The touch about the defeated spirit hiding in the pet pigs, which thereupon grew cold, and being chased out by his antagonist was thoroughly Polynesian. It was most interesting to see the cultivated man of the world suddenly go back to superstitions that marked the childhood of the race; and then he told tales of the shark god, and of many other gods, and of devils and magicians.
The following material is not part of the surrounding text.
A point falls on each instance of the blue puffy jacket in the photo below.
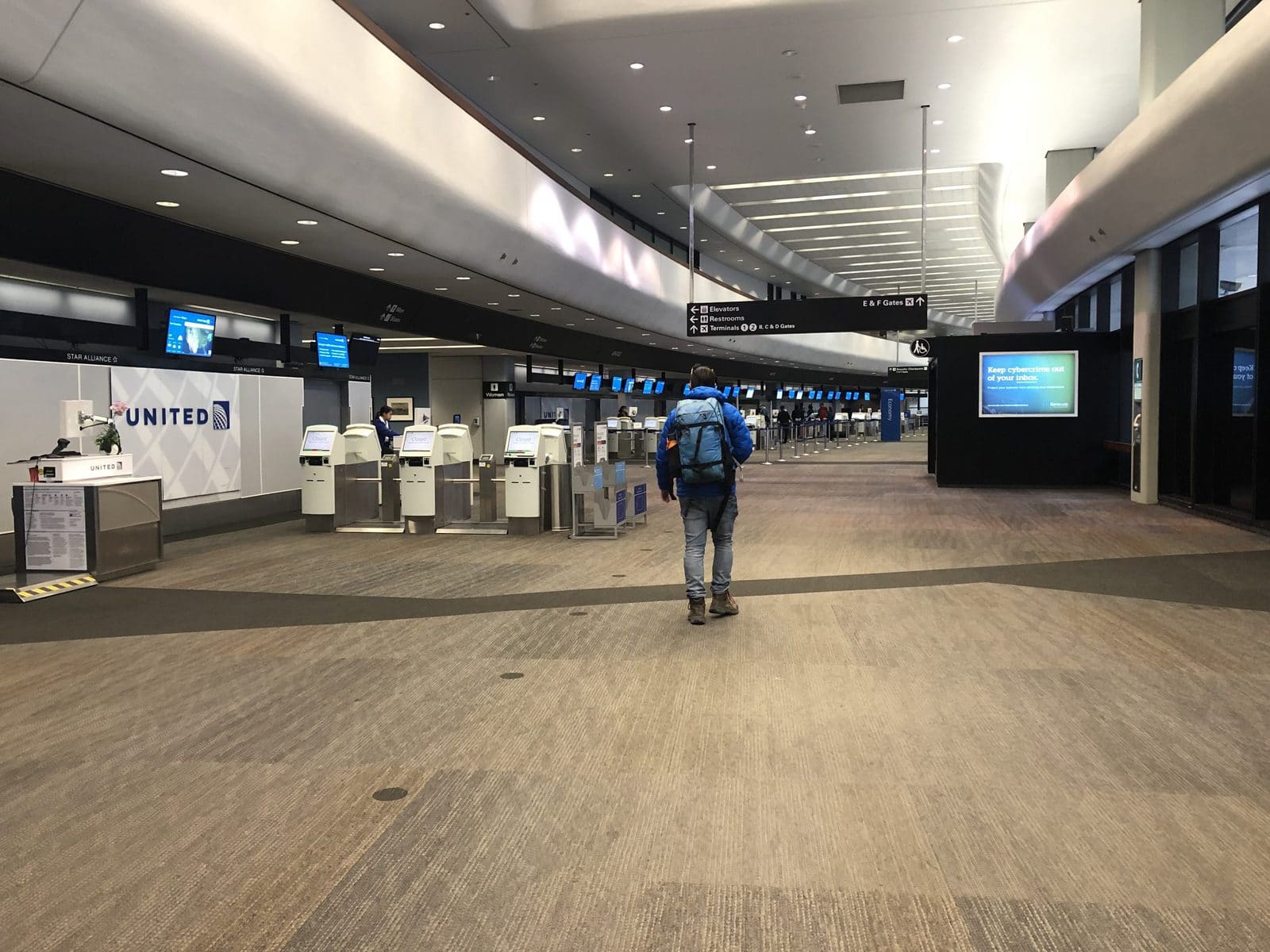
(738, 442)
However, there is no lack of similar beliefs among our own people. Long ago I knew an old market gunner of eastern Long Island who shot ducks and bay-birds for a living. There was a deserted farmhouse on the edge of the marsh, handy to the shooting-grounds, which he would not enter. He insisted that once he had gone there on a gray, bitter November afternoon to escape the rain which was driving in sheets. He lit a fire in the kitchen and started to dry his soaked clothes. Suddenly, out of the storm, somebody fumbled at the latch of the door. It opened and a little old woman in gray entered. She did not look at him, and yet a chill seemed to fall on him. Nevertheless he rose and followed her as she went out into the hall. She went up the steep, narrow stairway. He went after her. She went up the still steeper little flight that went to the garret. But when he followed there was no one there. He came downstairs, put on his clothes, took up his heavy fowling-gun, and just as evening fell he started for the mainland along a road which at one point became a causeway. When he reached the causeway the light was dim; but a figure walked alongside the road on the reeds, not bending the tops; and it was a man with his throat cut from ear to ear.
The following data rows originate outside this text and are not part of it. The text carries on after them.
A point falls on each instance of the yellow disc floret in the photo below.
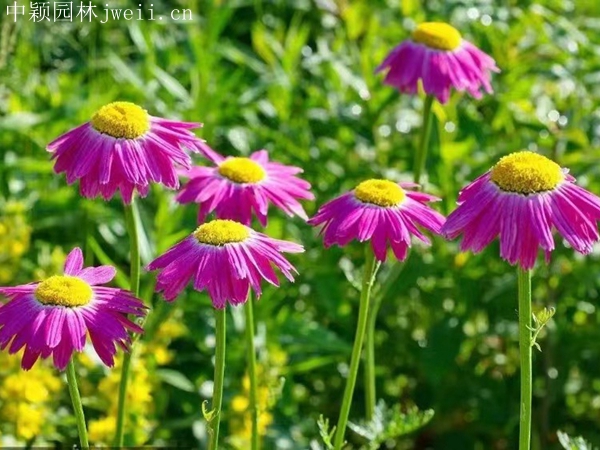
(242, 170)
(121, 120)
(64, 290)
(526, 173)
(438, 35)
(383, 193)
(221, 232)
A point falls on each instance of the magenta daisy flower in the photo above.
(439, 57)
(53, 317)
(124, 148)
(381, 211)
(235, 187)
(521, 200)
(226, 259)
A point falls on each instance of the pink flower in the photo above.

However, to tell of the crooked beliefs of the men of our own race, who dwell beside the great waters or journey across the world's waste spaces, is aside from what I have to say of the wild hunting companions whose world was peopled by ghosts as real to their minds as the men and beasts with whom they were brought in touch during their daily lives.


CHAPTER VIII

[PRIMITIVE] MAN; AND THE HORSE, THE LION, AND THE ELEPHANT

To say that progress goes on and has gone on at unequal speed in different continents, so far as human society is concerned, is so self-evident as to be trite. Yet, after all, we hardly visualize even this fact to ourselves; and we laymen, at least, often either disregard or else frankly forget the further fact that this statement is equally true as regards the prehistory of mankind and as regards the paleontological history of the great beasts with which he has been associated on the different continents during the last two or three hundred thousand years. In history, a given century may on one continent mean what on another continent was meant by a century that came a thousand years before or a thousand years later. In prehistory and paleontology there is the same geographical difference as regards the rapidity of development in time.
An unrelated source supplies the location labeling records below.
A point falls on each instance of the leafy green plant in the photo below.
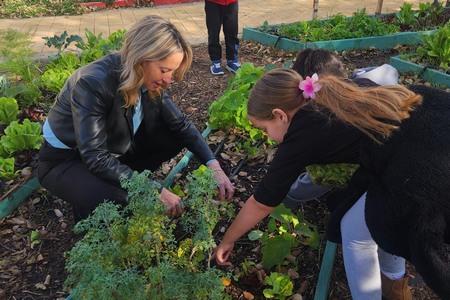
(337, 27)
(281, 286)
(230, 110)
(18, 64)
(332, 175)
(9, 109)
(429, 15)
(436, 48)
(138, 252)
(8, 91)
(62, 41)
(406, 16)
(7, 168)
(64, 64)
(97, 47)
(23, 136)
(59, 70)
(285, 231)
The Soudan under the Mahdi at the end of the nineteenth century was in religious, industrial, and social life, in fact in everything except mere time, part of the evil Mohammedan world of the seventh century. It had no relation to the contemporary body politic of humanity except that of being a plague-spot. The Tasmanians, Bushmen, and Esquimaux of the eighteenth century had nothing in common with the Europeans of their day. Their kinship, physical and cultural, was with certain races of Palæolithic Europeans and Asiatics fifty or a hundred thousand years back.